Motion Based Multiple Object Tracking

During the summer of my 3rd year, I did an internship with Temasek Laboratories at NUS. During my internship, I worked on developing an algorithm to detect and track mulitple moving objects in a scene, and return their 3D positions in real time.

My first task during the internship was to implement an algorithm tested in MATLAB into Python. To do so, I made use of the OpenCV library and got to know the functionality it provided in terms of image and video processing and methods for extracting useful information from images and videos. I also familiarsed myself with data visualization using a combination of OpenCV and the python plotting library matplotlib.

The results of each subsequent filter can be seen below, starting with the background subtraction mask on the bottom left, followed by the dilation operation in the top left, portions of the image to be ignored for processing in the top right and the detected objects in the bottom right.

Filters

The detections were tracked both temporally and spatially, making use of kalman filtering and k-nearest neighbours to ensure that continuous tracking. Optical flow was further used to identify any motions of the camera to distinguish between object and camera movement, allowing for panning motions to be transformed into a panoramic image, keeping the position of the drone fixed in absolute space. The visualized tracks with a panning motion in the video can be seen below, where the transition from green to red shows the time history of the track.

Panorama

From there, I also studied photogrammetry concepts such as the direct linear transform (DLT), epipolar geometry and triangulation to determine the 3D position of the 2D detections within the images from the cameras. We used a binocular setup to triangulate the 3D position of objects located within the field of view of both cameras. I also made use of the photogrammetry concepts I had learnt to implement an algorithm that would triangulate the position of any object detected by at least two cameras, regardless of their positions or orientations, so long as they were both able to see the object.

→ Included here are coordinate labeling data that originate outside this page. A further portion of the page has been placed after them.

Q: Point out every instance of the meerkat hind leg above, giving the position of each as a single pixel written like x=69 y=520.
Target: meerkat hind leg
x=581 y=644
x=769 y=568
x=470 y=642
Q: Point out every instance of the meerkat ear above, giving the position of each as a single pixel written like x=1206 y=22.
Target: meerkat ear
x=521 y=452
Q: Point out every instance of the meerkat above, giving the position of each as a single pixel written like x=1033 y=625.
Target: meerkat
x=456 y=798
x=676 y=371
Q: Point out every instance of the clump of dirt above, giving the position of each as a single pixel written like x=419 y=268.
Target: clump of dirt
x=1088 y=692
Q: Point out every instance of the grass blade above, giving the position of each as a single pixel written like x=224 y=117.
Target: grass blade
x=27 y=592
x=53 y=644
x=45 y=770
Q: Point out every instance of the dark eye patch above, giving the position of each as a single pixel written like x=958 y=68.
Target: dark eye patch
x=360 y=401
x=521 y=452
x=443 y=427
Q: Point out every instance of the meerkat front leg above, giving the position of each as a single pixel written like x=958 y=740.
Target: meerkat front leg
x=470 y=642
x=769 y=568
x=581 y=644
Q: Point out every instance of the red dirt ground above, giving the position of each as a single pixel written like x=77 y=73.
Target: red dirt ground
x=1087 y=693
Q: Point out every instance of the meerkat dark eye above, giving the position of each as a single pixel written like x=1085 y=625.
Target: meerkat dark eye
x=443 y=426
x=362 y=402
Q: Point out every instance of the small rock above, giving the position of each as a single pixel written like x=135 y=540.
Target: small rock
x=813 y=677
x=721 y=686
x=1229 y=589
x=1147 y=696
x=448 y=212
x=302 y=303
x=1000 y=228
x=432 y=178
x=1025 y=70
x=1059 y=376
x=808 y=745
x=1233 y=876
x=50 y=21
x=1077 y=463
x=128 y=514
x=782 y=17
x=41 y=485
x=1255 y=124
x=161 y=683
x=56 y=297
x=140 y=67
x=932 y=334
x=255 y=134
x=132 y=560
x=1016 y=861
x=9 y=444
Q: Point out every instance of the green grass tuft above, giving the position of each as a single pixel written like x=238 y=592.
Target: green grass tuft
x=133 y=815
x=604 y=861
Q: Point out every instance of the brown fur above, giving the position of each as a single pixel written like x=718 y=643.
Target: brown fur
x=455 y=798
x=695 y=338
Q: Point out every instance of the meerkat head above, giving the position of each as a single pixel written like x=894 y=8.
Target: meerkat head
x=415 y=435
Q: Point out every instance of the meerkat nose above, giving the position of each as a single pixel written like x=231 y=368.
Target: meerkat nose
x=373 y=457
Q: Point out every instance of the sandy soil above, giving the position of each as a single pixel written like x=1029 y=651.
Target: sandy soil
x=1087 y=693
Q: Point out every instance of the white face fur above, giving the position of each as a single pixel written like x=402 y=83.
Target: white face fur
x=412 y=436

I then worked on implementing the algorithm in real-time, which involved performing the detections on the video stream from multiple cameras, tracking each object, matching their detections from both cameras and performing the triangulation based on the position and pose of each camera containing the detection. The side-by-side tracks of the cameras, as well as the resultant tracks in 3D space can be seen below.

Binocular 3D Tracks

After finishing up the on-site testing, I used the remainder of my time to apply the concepts I had learnt to a simulation to examine if I could apply the same principles to free agents instead of the binocular setup. Both were aware of their position in space and at least one other drone, alongside the camera parameters and detections of both. The simulation can be seen below, which worked rather well.

Simulation